# Choice Gear: Build Your Own Audi Ur quattro With Printer & Cardboard



## [email protected] (Apr 9, 2004)

We've stumbled across a little classic Audi love over on Tinypic.com in the form of an Audi ur quattro template. A red original quattro such as this one has been tearing up the screens in the BBC series _Ashes to Ashes_ and that car apparently inspired this paper cutout template.

The theory is simple. 

1. Go to TinyPic and download the highest resolution version of the car.
2. Print with color printer on paper or card stock for improved durability.
3. Cut out pieces and glue together to form a paper stock ur quattro.
4. Marvel at your handwork and wonder how one would ever build the less boxy and more swooping new Audi A7.

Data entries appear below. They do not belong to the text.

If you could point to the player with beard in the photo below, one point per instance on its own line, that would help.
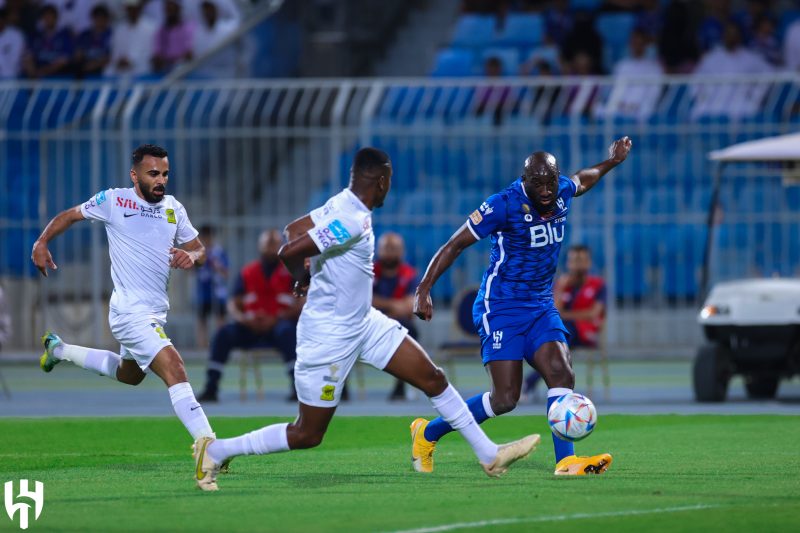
(149, 233)
(514, 312)
(339, 326)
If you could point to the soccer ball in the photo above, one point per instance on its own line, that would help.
(572, 417)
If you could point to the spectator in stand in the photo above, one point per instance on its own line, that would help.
(93, 47)
(733, 99)
(50, 50)
(712, 26)
(128, 60)
(393, 291)
(174, 40)
(677, 42)
(212, 288)
(791, 47)
(629, 97)
(558, 21)
(264, 313)
(765, 42)
(209, 32)
(12, 47)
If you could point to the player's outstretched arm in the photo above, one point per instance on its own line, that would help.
(40, 255)
(588, 177)
(445, 256)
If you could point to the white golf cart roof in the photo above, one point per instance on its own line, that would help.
(780, 148)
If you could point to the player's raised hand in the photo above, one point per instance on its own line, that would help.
(619, 149)
(180, 258)
(423, 305)
(41, 258)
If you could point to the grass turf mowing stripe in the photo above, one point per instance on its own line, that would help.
(553, 518)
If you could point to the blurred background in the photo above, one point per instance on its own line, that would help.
(262, 103)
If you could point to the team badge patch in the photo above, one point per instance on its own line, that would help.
(327, 393)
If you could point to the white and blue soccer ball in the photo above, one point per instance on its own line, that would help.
(572, 417)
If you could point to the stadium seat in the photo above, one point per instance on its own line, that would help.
(615, 29)
(454, 62)
(522, 30)
(474, 31)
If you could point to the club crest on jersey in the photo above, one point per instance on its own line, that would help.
(497, 337)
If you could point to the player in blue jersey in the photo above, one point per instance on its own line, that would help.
(514, 311)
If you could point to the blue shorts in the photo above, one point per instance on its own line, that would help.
(516, 334)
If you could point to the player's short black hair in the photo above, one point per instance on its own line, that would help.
(370, 162)
(147, 149)
(580, 248)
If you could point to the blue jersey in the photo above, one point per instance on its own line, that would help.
(525, 246)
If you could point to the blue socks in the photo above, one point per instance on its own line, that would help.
(563, 448)
(479, 407)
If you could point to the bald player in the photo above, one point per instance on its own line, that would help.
(514, 312)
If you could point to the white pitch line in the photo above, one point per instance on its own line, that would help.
(552, 518)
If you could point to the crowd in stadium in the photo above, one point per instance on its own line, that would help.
(585, 37)
(91, 38)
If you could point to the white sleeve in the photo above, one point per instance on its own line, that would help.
(186, 232)
(335, 230)
(98, 207)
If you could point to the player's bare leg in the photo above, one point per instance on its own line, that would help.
(411, 364)
(553, 361)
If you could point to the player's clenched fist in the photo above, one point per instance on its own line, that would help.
(619, 149)
(423, 305)
(180, 259)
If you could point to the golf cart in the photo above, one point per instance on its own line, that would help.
(752, 325)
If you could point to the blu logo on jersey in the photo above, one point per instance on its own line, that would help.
(545, 234)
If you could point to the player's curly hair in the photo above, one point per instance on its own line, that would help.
(370, 162)
(147, 149)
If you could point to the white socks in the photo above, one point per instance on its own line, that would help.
(270, 439)
(189, 411)
(103, 362)
(452, 408)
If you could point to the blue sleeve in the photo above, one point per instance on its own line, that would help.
(238, 286)
(489, 217)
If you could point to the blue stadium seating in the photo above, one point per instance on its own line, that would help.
(454, 62)
(522, 30)
(474, 31)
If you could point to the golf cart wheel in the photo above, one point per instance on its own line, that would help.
(761, 387)
(711, 374)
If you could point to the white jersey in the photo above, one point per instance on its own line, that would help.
(140, 235)
(340, 295)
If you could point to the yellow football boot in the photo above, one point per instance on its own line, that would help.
(421, 449)
(575, 465)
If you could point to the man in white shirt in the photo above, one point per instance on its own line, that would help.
(339, 326)
(209, 32)
(149, 233)
(738, 98)
(12, 46)
(132, 42)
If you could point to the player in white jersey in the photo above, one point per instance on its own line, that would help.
(339, 326)
(149, 233)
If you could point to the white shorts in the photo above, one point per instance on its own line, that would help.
(321, 368)
(140, 336)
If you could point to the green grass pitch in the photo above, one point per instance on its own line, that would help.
(671, 473)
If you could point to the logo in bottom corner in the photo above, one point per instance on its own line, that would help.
(23, 508)
(327, 393)
(497, 336)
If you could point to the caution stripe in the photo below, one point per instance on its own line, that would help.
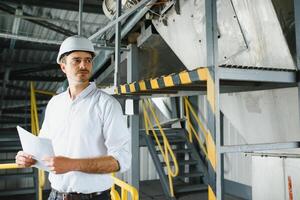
(172, 80)
(210, 141)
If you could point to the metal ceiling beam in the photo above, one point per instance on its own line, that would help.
(64, 21)
(24, 45)
(44, 24)
(24, 98)
(12, 118)
(37, 78)
(89, 6)
(15, 28)
(34, 69)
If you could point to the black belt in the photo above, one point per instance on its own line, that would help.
(80, 196)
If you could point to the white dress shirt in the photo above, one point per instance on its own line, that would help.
(89, 126)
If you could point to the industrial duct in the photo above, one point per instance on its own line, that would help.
(109, 6)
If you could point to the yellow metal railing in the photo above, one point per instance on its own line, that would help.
(125, 189)
(190, 128)
(35, 129)
(165, 149)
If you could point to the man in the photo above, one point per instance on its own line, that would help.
(87, 129)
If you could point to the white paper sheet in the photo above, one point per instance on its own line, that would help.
(36, 146)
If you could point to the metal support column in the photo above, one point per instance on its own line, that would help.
(213, 108)
(297, 35)
(80, 17)
(132, 75)
(117, 43)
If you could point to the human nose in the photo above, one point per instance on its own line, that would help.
(84, 63)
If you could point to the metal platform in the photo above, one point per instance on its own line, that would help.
(232, 79)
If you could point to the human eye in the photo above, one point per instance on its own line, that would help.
(89, 60)
(76, 61)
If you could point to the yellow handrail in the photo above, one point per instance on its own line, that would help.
(35, 129)
(125, 188)
(166, 150)
(191, 130)
(10, 166)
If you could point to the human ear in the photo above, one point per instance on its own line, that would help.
(63, 67)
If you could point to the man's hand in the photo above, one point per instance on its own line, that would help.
(24, 160)
(59, 164)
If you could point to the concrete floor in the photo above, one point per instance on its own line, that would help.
(149, 190)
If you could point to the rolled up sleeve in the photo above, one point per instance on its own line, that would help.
(116, 134)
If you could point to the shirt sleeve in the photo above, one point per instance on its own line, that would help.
(45, 125)
(116, 134)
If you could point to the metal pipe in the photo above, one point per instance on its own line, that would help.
(55, 42)
(117, 43)
(119, 19)
(103, 56)
(30, 39)
(51, 20)
(80, 17)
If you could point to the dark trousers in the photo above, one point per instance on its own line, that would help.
(54, 195)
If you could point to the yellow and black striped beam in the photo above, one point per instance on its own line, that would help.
(169, 81)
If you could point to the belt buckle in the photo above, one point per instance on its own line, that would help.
(65, 196)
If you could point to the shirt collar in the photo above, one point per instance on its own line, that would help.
(84, 92)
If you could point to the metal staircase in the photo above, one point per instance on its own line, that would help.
(192, 171)
(181, 166)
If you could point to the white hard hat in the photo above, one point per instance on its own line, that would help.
(75, 43)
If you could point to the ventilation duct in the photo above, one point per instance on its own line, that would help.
(109, 6)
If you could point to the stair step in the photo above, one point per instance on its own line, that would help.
(177, 151)
(17, 175)
(189, 187)
(18, 191)
(182, 162)
(189, 175)
(174, 140)
(167, 131)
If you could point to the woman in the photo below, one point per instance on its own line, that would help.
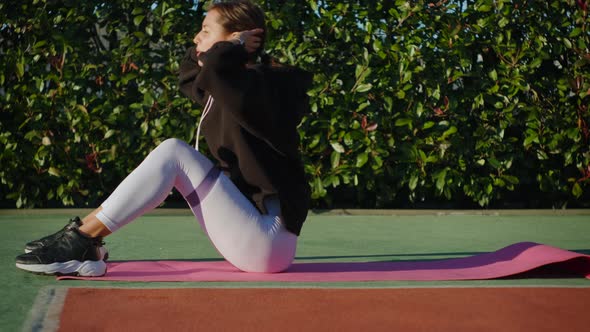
(253, 201)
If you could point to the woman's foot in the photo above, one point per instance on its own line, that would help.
(70, 252)
(43, 242)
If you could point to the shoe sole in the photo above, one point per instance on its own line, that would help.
(83, 269)
(104, 254)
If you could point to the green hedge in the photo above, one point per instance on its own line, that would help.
(414, 103)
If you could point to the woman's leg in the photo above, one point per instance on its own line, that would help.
(172, 164)
(247, 239)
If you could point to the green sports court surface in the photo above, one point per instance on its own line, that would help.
(327, 237)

Check out the original link after the jump.

* TinyPic.com *


----------



## RunDub (May 11, 2008)

AWESOME!!!

:thumbup:


----------



## Sepp (Dec 10, 2002)

Very nice!!!


----------



## rallyedude (Feb 22, 2003)

so, cool. my son just started a similar project but old fighter planes instead of URQ.


----------



## mjulezjr88 (Jun 13, 2007)

Are there any other cars that we can make out of paper?


----------



## [email protected] (Apr 9, 2004)

I'm not finding any with a quick search on Google images but that'd be the way I think you'd find them most easily.


----------